As I’ve developed my own algorithms and code, I started to build a framework that makes it easier for me to prepare a data set, build a machine, train, test, and visualize the results. Of course, my use cases are naturally limited - I’m focused mostly on regression using support vector machine, random forest, glm, etc. But the framework, as I’ve developed it, seems like it might be overall more useful. I’m about 1/3rd of the way through early development, but I’ve named it “machineRy” and have built a skeleton package.
The framework as I’ve developed it, is broken into three key components: data
, machine
, and plot
.
Each component represents a key element of the machine learning process: preparing the data, machine training and prediction, and managing graphical plots / text output.
The advantage to using a framework is that it “canonizes” each component to make it easy to customize each step while ensuring consistent performance. For example, the data preparation may involve transforming variables with non-guassian distributions, scaling / centering, expanding factor variables into 1-of-n encodings, etc. Any (or all) of these steps could be easily implemented or omitted while preserving correct order (e.g., scaling / centering should follow variable transformation). Additionally, user-defined functions could be substituted into any of these steps (e.g., implementing a BoxCox transform rather than the default log transform), or additional user-defined functions could be inserted into the overall process.
Likewise, the machine
component would have the same modularity to it, allowing mixing-and-matching potentially incompatible machines to create ensembles. In my case, I’ve built an ensemble which consisted of a couple machines from the H2O R library, the svm model from the e1071 package, glm, etc. But implementing an ensemble (like a stacked generalizer) with disparate machines such as these requires some work to ensure common output as well as necessary manipulation as results are passed between machines. Working out these sorts of issue are primarily what I’m interested in addressing with this framework.

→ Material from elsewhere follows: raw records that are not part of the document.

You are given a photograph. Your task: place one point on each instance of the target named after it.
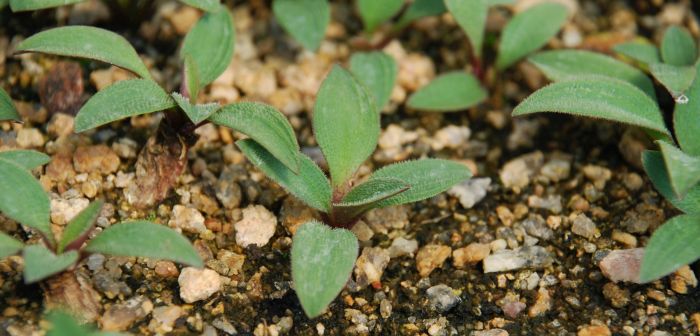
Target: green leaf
(145, 239)
(674, 244)
(79, 227)
(210, 44)
(596, 97)
(40, 263)
(86, 42)
(529, 31)
(678, 47)
(453, 91)
(427, 178)
(310, 185)
(322, 261)
(346, 124)
(655, 167)
(305, 20)
(29, 159)
(377, 72)
(374, 12)
(264, 124)
(121, 100)
(23, 199)
(560, 65)
(471, 16)
(196, 112)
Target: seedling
(598, 86)
(346, 126)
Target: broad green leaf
(678, 47)
(427, 178)
(7, 108)
(374, 12)
(210, 44)
(9, 245)
(655, 167)
(471, 16)
(196, 112)
(305, 20)
(29, 159)
(529, 31)
(559, 65)
(23, 199)
(121, 100)
(322, 261)
(674, 244)
(40, 263)
(264, 124)
(86, 42)
(676, 79)
(310, 185)
(453, 91)
(596, 97)
(377, 72)
(145, 239)
(346, 124)
(79, 227)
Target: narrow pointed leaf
(322, 261)
(40, 263)
(29, 159)
(210, 44)
(145, 239)
(346, 124)
(377, 71)
(86, 42)
(305, 20)
(310, 185)
(427, 178)
(560, 65)
(596, 97)
(121, 100)
(529, 31)
(264, 124)
(453, 91)
(674, 244)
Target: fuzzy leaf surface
(86, 42)
(121, 100)
(322, 261)
(310, 185)
(529, 31)
(346, 124)
(145, 239)
(264, 124)
(305, 20)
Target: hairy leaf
(86, 42)
(120, 100)
(322, 261)
(145, 239)
(427, 178)
(377, 72)
(305, 20)
(674, 244)
(264, 124)
(529, 31)
(346, 124)
(310, 185)
(596, 97)
(210, 44)
(453, 91)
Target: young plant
(598, 86)
(55, 258)
(346, 126)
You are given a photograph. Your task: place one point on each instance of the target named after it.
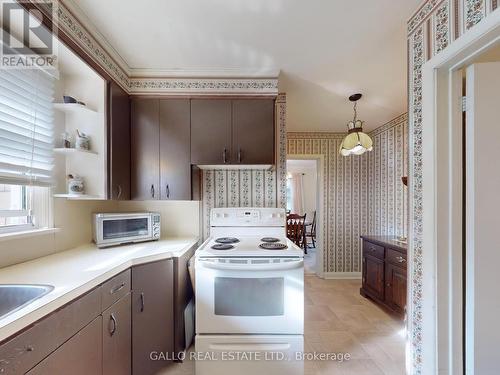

I’ll stop with that. I fully expect to implement this framework because my code is otherwise becoming unmanageable and it’s getting difficult to build and test new machines as I try to improve model performance. That said, I thought that it might be of use to others, but before I presume as much, I felt it’d be worth vetting the idea and really exploring whether my needs represent those of a greater whole or are just the product of my niche of research…